# 60 day trial membership to .Mac



## Nameisnobody (Oct 3, 2006)

Concerning that 60 day trial that came initially with my new Mac, is it possibl to renew it after 60 days?
I've read somewhere that I can do that, or have I mistakely read it wrong?


----------



## Yankee Rose (Jul 14, 1999)

Hi there.

Do you mean extend it as a "trial" for 60 more days? I suppose you could do that but you would have to start fresh with a new user account. I have not heard of a way to continue for longer than 60 days on a trial basis.

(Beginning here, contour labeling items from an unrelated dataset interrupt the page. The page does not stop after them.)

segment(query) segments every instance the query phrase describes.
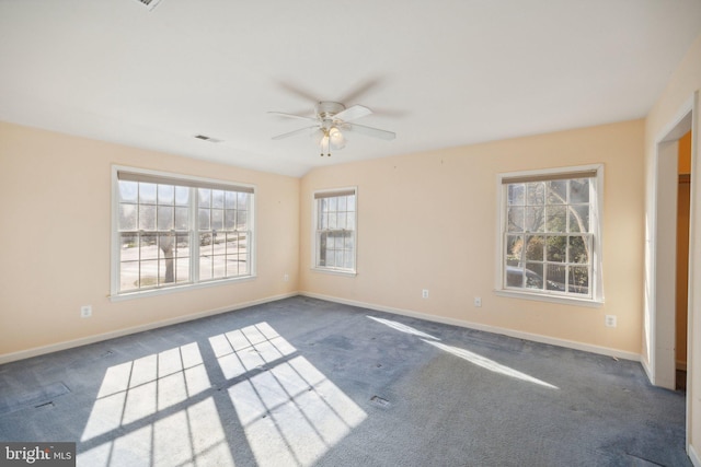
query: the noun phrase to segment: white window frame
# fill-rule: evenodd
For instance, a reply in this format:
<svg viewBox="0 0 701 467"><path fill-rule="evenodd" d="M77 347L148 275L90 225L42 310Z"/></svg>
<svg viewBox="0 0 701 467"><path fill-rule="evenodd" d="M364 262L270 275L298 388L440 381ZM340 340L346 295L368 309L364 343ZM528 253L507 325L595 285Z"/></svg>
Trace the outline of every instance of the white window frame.
<svg viewBox="0 0 701 467"><path fill-rule="evenodd" d="M188 217L188 236L189 236L189 281L183 284L168 285L161 288L149 288L145 290L129 290L120 292L120 232L119 232L119 173L126 173L136 177L143 177L145 179L159 180L163 184L189 186L191 199L189 199L189 217ZM220 279L206 279L198 280L199 277L199 229L197 217L197 197L195 192L197 187L202 188L218 188L223 190L241 191L246 190L252 196L250 197L250 207L248 210L248 249L249 249L249 273L244 276L228 277ZM130 166L113 165L112 166L112 245L111 245L111 294L110 300L122 301L136 297L145 297L152 295L161 295L166 293L180 292L184 290L193 290L206 287L215 287L223 283L248 281L255 279L256 277L256 225L255 225L255 192L254 185L232 183L227 180L195 177L182 174L174 174L169 172L152 171L146 168L136 168Z"/></svg>
<svg viewBox="0 0 701 467"><path fill-rule="evenodd" d="M330 267L330 266L320 266L320 230L319 230L319 200L321 198L330 198L334 196L343 196L343 195L355 195L355 215L354 215L354 225L355 227L350 230L353 233L353 268L341 268L341 267ZM311 225L311 269L319 272L329 272L341 276L350 276L354 277L357 275L357 264L358 264L358 187L342 187L342 188L332 188L332 189L321 189L315 190L312 194L312 225Z"/></svg>
<svg viewBox="0 0 701 467"><path fill-rule="evenodd" d="M575 294L554 293L549 291L532 289L515 289L506 287L506 234L507 234L507 182L509 179L529 179L537 178L545 180L550 178L561 178L564 175L572 175L576 178L577 173L591 173L594 183L594 196L589 199L590 213L590 234L593 236L593 257L591 275L589 278L589 287L591 288L590 296L577 296ZM545 168L537 171L520 171L497 174L497 229L498 233L496 246L496 268L494 278L494 292L501 296L536 300L543 302L563 303L570 305L583 306L601 306L604 304L604 278L602 278L602 219L604 219L604 164L578 165L572 167Z"/></svg>

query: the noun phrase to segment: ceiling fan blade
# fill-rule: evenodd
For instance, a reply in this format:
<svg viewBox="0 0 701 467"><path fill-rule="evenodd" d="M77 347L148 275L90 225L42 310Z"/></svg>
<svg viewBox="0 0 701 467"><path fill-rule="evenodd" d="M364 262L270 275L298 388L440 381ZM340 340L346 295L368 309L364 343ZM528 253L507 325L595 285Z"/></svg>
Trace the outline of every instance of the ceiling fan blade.
<svg viewBox="0 0 701 467"><path fill-rule="evenodd" d="M353 121L361 117L366 117L372 114L372 110L367 108L364 105L354 105L352 107L346 108L345 110L341 110L336 115L333 116L334 120L343 120L343 121Z"/></svg>
<svg viewBox="0 0 701 467"><path fill-rule="evenodd" d="M397 133L394 131L380 130L379 128L366 127L365 125L358 124L344 125L342 129L344 131L361 133L374 138L380 138L387 141L391 141L397 138Z"/></svg>
<svg viewBox="0 0 701 467"><path fill-rule="evenodd" d="M276 136L276 137L273 137L273 139L274 139L274 140L281 140L281 139L284 139L284 138L294 137L295 135L302 133L302 132L304 132L304 131L309 131L309 130L311 130L312 128L319 128L319 126L318 126L318 125L313 125L313 126L311 126L311 127L299 128L299 129L297 129L297 130L294 130L294 131L290 131L290 132L287 132L287 133L283 133L283 135L278 135L278 136Z"/></svg>
<svg viewBox="0 0 701 467"><path fill-rule="evenodd" d="M300 120L317 121L317 118L314 117L306 117L303 115L296 115L296 114L285 114L284 112L268 112L268 114L279 115L280 117L287 117L287 118L298 118Z"/></svg>

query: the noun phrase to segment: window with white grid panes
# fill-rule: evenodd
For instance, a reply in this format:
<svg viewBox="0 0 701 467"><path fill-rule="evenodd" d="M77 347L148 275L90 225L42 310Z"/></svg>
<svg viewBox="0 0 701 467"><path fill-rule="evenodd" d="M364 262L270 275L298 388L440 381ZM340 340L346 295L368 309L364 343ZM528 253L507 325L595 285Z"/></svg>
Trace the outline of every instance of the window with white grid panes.
<svg viewBox="0 0 701 467"><path fill-rule="evenodd" d="M600 296L597 183L596 170L502 178L502 290Z"/></svg>
<svg viewBox="0 0 701 467"><path fill-rule="evenodd" d="M314 205L314 267L355 272L356 189L317 191Z"/></svg>
<svg viewBox="0 0 701 467"><path fill-rule="evenodd" d="M200 281L248 276L249 196L197 189Z"/></svg>
<svg viewBox="0 0 701 467"><path fill-rule="evenodd" d="M113 295L251 275L253 189L116 172Z"/></svg>

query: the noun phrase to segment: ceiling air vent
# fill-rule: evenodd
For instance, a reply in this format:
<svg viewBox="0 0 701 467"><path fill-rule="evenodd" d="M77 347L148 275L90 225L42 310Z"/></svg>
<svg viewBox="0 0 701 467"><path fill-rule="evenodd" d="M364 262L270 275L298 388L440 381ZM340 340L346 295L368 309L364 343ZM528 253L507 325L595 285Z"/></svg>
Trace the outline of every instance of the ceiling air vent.
<svg viewBox="0 0 701 467"><path fill-rule="evenodd" d="M211 138L205 135L195 135L195 138L197 138L198 140L203 140L203 141L209 141L209 142L221 142L222 140L218 140L216 138Z"/></svg>
<svg viewBox="0 0 701 467"><path fill-rule="evenodd" d="M149 11L153 10L157 4L160 3L161 0L136 0L141 3L143 7L148 8Z"/></svg>

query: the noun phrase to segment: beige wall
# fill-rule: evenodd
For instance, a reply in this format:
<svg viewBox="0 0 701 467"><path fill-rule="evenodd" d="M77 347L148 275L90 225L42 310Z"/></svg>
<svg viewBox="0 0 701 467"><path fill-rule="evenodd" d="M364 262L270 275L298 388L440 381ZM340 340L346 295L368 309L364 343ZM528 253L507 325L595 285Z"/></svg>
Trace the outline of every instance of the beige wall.
<svg viewBox="0 0 701 467"><path fill-rule="evenodd" d="M659 100L645 120L645 168L646 168L646 218L652 217L652 199L655 189L655 157L657 141L663 138L676 120L686 112L689 102L701 89L701 36L688 50L683 60L671 75ZM698 97L691 144L691 232L690 232L690 275L691 290L689 328L690 350L688 365L690 381L687 385L689 454L696 465L701 465L701 160L699 155L699 135L701 135L701 115ZM654 316L646 310L645 318L653 323ZM644 328L648 341L648 327ZM651 364L650 350L643 347L643 362Z"/></svg>
<svg viewBox="0 0 701 467"><path fill-rule="evenodd" d="M315 170L302 178L300 288L309 294L637 355L643 120ZM496 296L498 173L605 165L601 307ZM354 278L312 271L312 191L358 187ZM421 297L422 289L429 297ZM482 307L473 306L474 296ZM618 317L617 328L605 315Z"/></svg>
<svg viewBox="0 0 701 467"><path fill-rule="evenodd" d="M257 278L112 303L112 164L254 184ZM294 177L0 124L0 359L295 293L299 185ZM93 306L91 318L80 317L81 305Z"/></svg>

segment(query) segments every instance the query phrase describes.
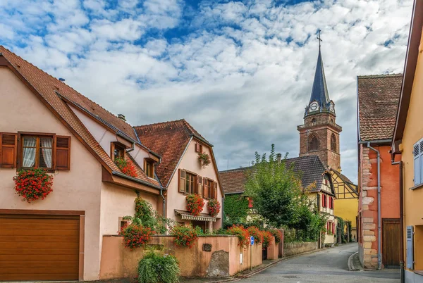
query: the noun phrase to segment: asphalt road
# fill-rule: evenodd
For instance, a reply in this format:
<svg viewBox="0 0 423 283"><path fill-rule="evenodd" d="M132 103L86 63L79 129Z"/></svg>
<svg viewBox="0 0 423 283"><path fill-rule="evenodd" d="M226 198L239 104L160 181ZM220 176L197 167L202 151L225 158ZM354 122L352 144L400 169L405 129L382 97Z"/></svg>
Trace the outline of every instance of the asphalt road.
<svg viewBox="0 0 423 283"><path fill-rule="evenodd" d="M348 244L283 260L243 282L399 282L399 270L349 271L348 258L358 249Z"/></svg>

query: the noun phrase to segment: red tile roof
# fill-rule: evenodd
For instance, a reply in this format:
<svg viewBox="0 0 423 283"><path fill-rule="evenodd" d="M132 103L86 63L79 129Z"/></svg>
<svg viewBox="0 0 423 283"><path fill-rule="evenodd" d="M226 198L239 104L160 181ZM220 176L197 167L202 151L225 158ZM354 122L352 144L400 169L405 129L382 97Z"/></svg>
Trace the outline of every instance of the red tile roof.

After 60 days, you can become a member for a year for $99. 

Hope that helps.


----------



## Nameisnobody (Oct 3, 2006)

Ah thanks Yankee Rose.

By the way, how can you open up a new user account?


----------



## Yankee Rose (Jul 14, 1999)

Hi again.

If you go to http://www.apple.com/dotmac/ you will see a circular link to their "Free Trial" and one to "Join Now". It is very straightforward to get their free trial/create an account.

If you are currently a member through their free trial, all you have to do is login and at the top left of the page you'll see your account information and a "Join Now" link.

Hope that helps!


----------



## Nameisnobody (Oct 3, 2006)

Ah, I'll try that. 
Thanks Yankee Rose.


----------



## Nameisnobody (Oct 3, 2006)

Which comes to mind, what time of internet providers do you, Mac players use on your computers?
Do you use dial up? cable? etc.


----------



## Yankee Rose (Jul 14, 1999)

Nameisnobody said:


> Which comes to mind, what time of internet providers do you, Mac players use on your computers?


I assume you mean what _type_ of internet provider? 

I use satellite myself. Works flawlessly.


----------



## Nameisnobody (Oct 3, 2006)

Yankee Rose said:


> I assume you mean what _type_ of internet provider?
> 
> I use satellite myself. Works flawlessly.


How much is satellite? I,seriously, am annoyed with dial up. im looking around for a suitable and cheap internet cable provider or maybe DSL is sounding good.


----------



## Yankee Rose (Jul 14, 1999)

I use WildBlue - http://www.wildblue.com

It's not cheap, unfortunately. $300 setup/hardware install and then $79 a month for the fastest plan.


----------



## michael_jii (Feb 19, 2003)

I'm using ADSL here in malaysia... it's terrible! 

SOOOO SLOOOOOW  

but yeah, no more deviation from topic i promise


----------



## Nameisnobody (Oct 3, 2006)

Yankee Rose said:


> Hi again.
> 
> If you go to http://www.apple.com/dotmac/ you will see a circular link to their "Free Trial" and one to "Join Now". It is very straightforward to get their free trial/create an account.
> 
> ...


I was wondering if i do this, can I just rely on it for internet sevice, or do I have to go out a get (in Canada) Bell or Rogers to provide me internet service?


----------



## Nameisnobody (Oct 3, 2006)

Also, what exactly is giving me this connection to the internet?
I read that this 60 Day Trial is not an internet service providerbut something else.


----------



## kayote (Nov 3, 2006)

I'm confused. You mentioned earlier in this thread you have dial-up. I would assume that is giving you your internet connection right now?


----------



## Nameisnobody (Oct 3, 2006)

kayote said:


> I'm confused. You mentioned earlier in this thread you have dial-up. I would assume that is giving you your internet connection right now?


Oh I see, I apologize for the misinterpretation it has caused you, i meant that my Windows PC uses Dial up, while my Mac has nothing on it.


----------